3) Dynamic AMX/AVX512 path selection

  • AMX is efficient for larger matrix workloads (typical prefill)
  • Lower arithmetic-intensity scenarios (typical decode) may benefit from lighter AVX512 kernels

KT-Kernel can switch compute paths according to runtime workload characteristics, balancing throughput and latency.

4) MoE task fusion and dynamic scheduling

  • Expert GEMM tasks are fused to reduce scheduling overhead
  • Fine-grained sub-tasks are dynamically balanced across threads
  • Task stealing is used to mitigate expert-activation skew during prefill

This is important for stable performance under real routing imbalance.

Representative optimization results

On a single Xeon4 CPU, the MoE-specialized AMX backend can provide substantial gains:

  • BF16 operator throughput above 20 TFLOPS
  • Int8/Int4 operator throughput above 37 TOPS

For end-to-end inference, a dual-socket Xeon4 CPU setup with a single RTX 4090 can achieve over 500 tokens/s DeepSeek-V3 prefill throughput.

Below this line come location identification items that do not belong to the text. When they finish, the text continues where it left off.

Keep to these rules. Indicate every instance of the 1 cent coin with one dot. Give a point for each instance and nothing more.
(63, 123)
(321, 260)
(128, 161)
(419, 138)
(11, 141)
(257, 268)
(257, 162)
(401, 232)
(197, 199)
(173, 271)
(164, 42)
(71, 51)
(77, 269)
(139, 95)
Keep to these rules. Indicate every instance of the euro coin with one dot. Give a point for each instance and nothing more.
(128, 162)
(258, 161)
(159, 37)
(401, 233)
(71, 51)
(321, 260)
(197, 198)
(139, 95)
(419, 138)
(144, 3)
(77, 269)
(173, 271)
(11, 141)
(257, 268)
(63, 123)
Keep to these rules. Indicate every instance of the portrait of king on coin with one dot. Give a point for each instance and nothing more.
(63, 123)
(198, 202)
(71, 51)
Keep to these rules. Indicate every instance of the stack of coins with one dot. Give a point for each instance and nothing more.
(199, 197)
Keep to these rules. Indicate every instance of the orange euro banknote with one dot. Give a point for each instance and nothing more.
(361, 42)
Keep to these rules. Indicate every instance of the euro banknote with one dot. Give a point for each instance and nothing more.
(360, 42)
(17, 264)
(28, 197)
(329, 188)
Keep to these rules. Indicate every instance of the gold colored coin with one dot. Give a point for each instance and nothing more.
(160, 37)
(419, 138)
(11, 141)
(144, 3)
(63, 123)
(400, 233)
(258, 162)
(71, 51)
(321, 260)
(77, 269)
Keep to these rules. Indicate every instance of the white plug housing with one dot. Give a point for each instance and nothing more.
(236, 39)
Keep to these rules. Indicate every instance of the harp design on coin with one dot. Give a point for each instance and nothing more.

These results show that a MoE-optimized AMX kernel can deliver higher throughput on lower-cost CPUs, significantly lowering the deployment barrier for large models.

System requirements

CPU and platform

  • Intel Sapphire Rapids (Xeon 4th Gen) or newer
  • Linux x86-64
  • Python 3.10/3.11/3.12

Check AMX capability

lscpu | grep -i amx

Expected flags include:

amx-bf16 amx-int8 amx-tile

If AMX flags are missing:

  • Check CPU generation
  • Enable AMX-related options in BIOS
  • Ensure OS/kernel supports AMX state management

Prepare CPU weights for AMX

CPU-side weight requirements depend on method:

BF16: no conversion required

BF16 does not require convert_cpu_weights.py. Use the original BF16 model directory directly as --kt-weight-path (typically the same directory as --model).

AMXINT8 / AMXINT4: conversion required

These methods use KT-Kernel custom quantized format, so CPU-side expert weights must be converted to AMX-friendly format first.

python scripts/convert_cpu_weights.py \
  --input-path /path/to/model \
  --input-type bf16 \
  --output /path/to/cpu-weights-int8 \
  --quant-method int8

Common options:

  • --input-type: fp8, fp16, or bf16
  • --quant-method: int8 or int4

Use the converted output directory as --kt-weight-path.

Launch with SGLang

AMX backend now runs through SGLang startup flow.

python -m sglang.launch_server \
  --model /path/to/model \
  --trust-remote-code \
  --kt-method BF16 \
  --kt-weight-path /path/to/model \
  --kt-cpuinfer 64 \
  --kt-threadpool-count 2 \
  --kt-num-gpu-experts 32

Key AMX-related parameters:

  • --kt-method: BF16, AMXINT8, or AMXINT4
  • --kt-weight-path:
    • BF16: original BF16 model directory
    • AMXINT8/AMXINT4: converted CPU weight directory

For full installation and end-to-end examples, see KT-Kernel Installation.

Troubleshooting

Illegal instruction or AMX kernel not used

  • Verify AMX flags with lscpu
  • Confirm AMX is enabled in BIOS
  • Rebuild/reinstall KT-Kernel if environment changed

Slow startup during AMX conversion

Weight conversion is expected to take time for large MoE models. This is a one-time preprocessing step per weight set.

No throughput gains in decode-heavy workloads

decode can have lower arithmetic intensity. This is normal; KT-Kernel may rely more on non-AMX paths in such phases for better latency.